Она не стала меня ругать, а если и пеняла мне за мой выбор, то крайне редко, хотя со временем Алби, несомненно, должен был меня понять. Но она и не проявляла ни капли сочувствия, когда я едва живой возвращался домой в восемь, в девять и в десять вечера, более того, у меня не оставалось ни тени сомнения, что я здорово упал в ее глазах. Ужасное чувство; ты словно катишься по каменистому склону, скребешь ногтями землю, а ухватиться не можешь. Тот блеск – мой идеализм, полагаю, – что привлек внимание Конни в вечер нашей встречи, исчез. Что ж, все когда-то проходит, но мне было жаль. Конни любила говорить, что я удивительно хорошел, когда рассказывал о работе. «Словно включали свет», – говорила она. Теперь мне придется отыскать другой способ повторения чуда.
143. Свободный человек
Еще не было семи утра, когда тюремный надзиратель принес мне чашку отличного кофе. После той жевательной конфетки, которой угостил меня малыш из поезда на Сиену, у меня во рту не было ни крошки, и хотя густая черная жидкость обжигала нёбо и вызывала спазмы в желудке, на вкус она была изумительной. Я присел на краешек тюремной койки, глотнул кофе из пластикового стаканчика, потер глаза и заставил себя беспристрастно оценить всю ужасающую безысходность своего положения.

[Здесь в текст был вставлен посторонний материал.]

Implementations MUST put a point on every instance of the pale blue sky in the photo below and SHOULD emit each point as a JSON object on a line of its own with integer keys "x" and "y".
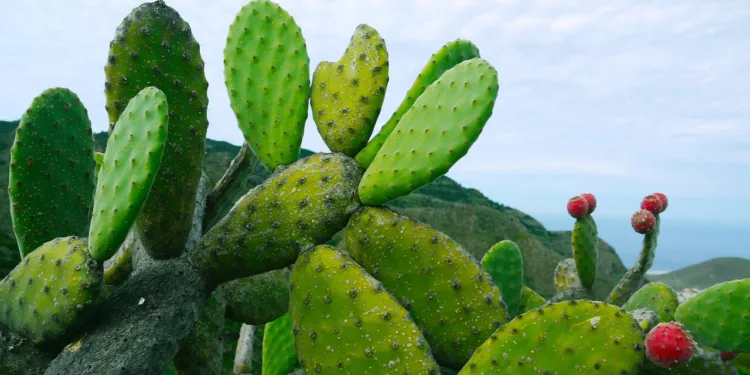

Мрачный как туча, я мысленно рисовал себе план позорного отступления в Лондон. Итак, я спущусь с горы прямо к вокзалу Сиены, узнаю, сколько стоит один билет до Флоренции, и буду умолять клерка – по-английски? – выдать мне, под залог часов и телефона, билет на поезд. Сделав дело, во Флоренции я получу обратно свои вещи, сниму наличные, вернусь в Сиену выкупить часы и телефон, затем в Пизе попытаюсь сесть на ближайший самолет до Лондона. Не слишком радостный и деморализующий план, причем требующий от Итальянской железнодорожной компании проявления некоторой снисходительности, но альтернативный вариант – позвонить Конни и попросить перевести мне немного денег – даже не рассматривался, как неприемлемый. И вообще, что значит «перевести деньги»? Ведь такое люди делают только в кино.
Я включил телефон. Заряд аккумулятора составлял всего два процента. Еще толком не зная, что, собственно, буду говорить, я приготовился звонить домой. Я увидел мысленным взором телефон Конни на стопке книг, ее раскинувшееся во сне тело, воскресил в памяти уютный запах простыней, представил себе, как бы все было, реализуй я свой план. Представил, как шуршат шины по подъездной дорожке, как Конни подходит к окну, видит нас с Алби, вылезающих из такси, Алби смущенно улыбается, неуверенно машет в сторону окна спальни, я присоединяюсь к нему, моя рука лежит у него на плече. Представил слезы благодарности, струящиеся по щекам Конни, когда она будет бежать к двери. Ну вот, я вернул его целым и невредимым, как и обещал. «Ты нашел его! В этой огромной Европе! Дуглас, как тебе удалось? Ты такой умный, такой замечательный…»
И снова возвращение в реальность, Конни взяла трубку:
– Алло?
– Дорогая, это я…
– Дуглас, сейчас шесть утра!
– Знаю, прости, но телефон скоро сдохнет, а я хотел сказать тебе…
Я услышал, как зашелестели простыни, когда она села в кровати.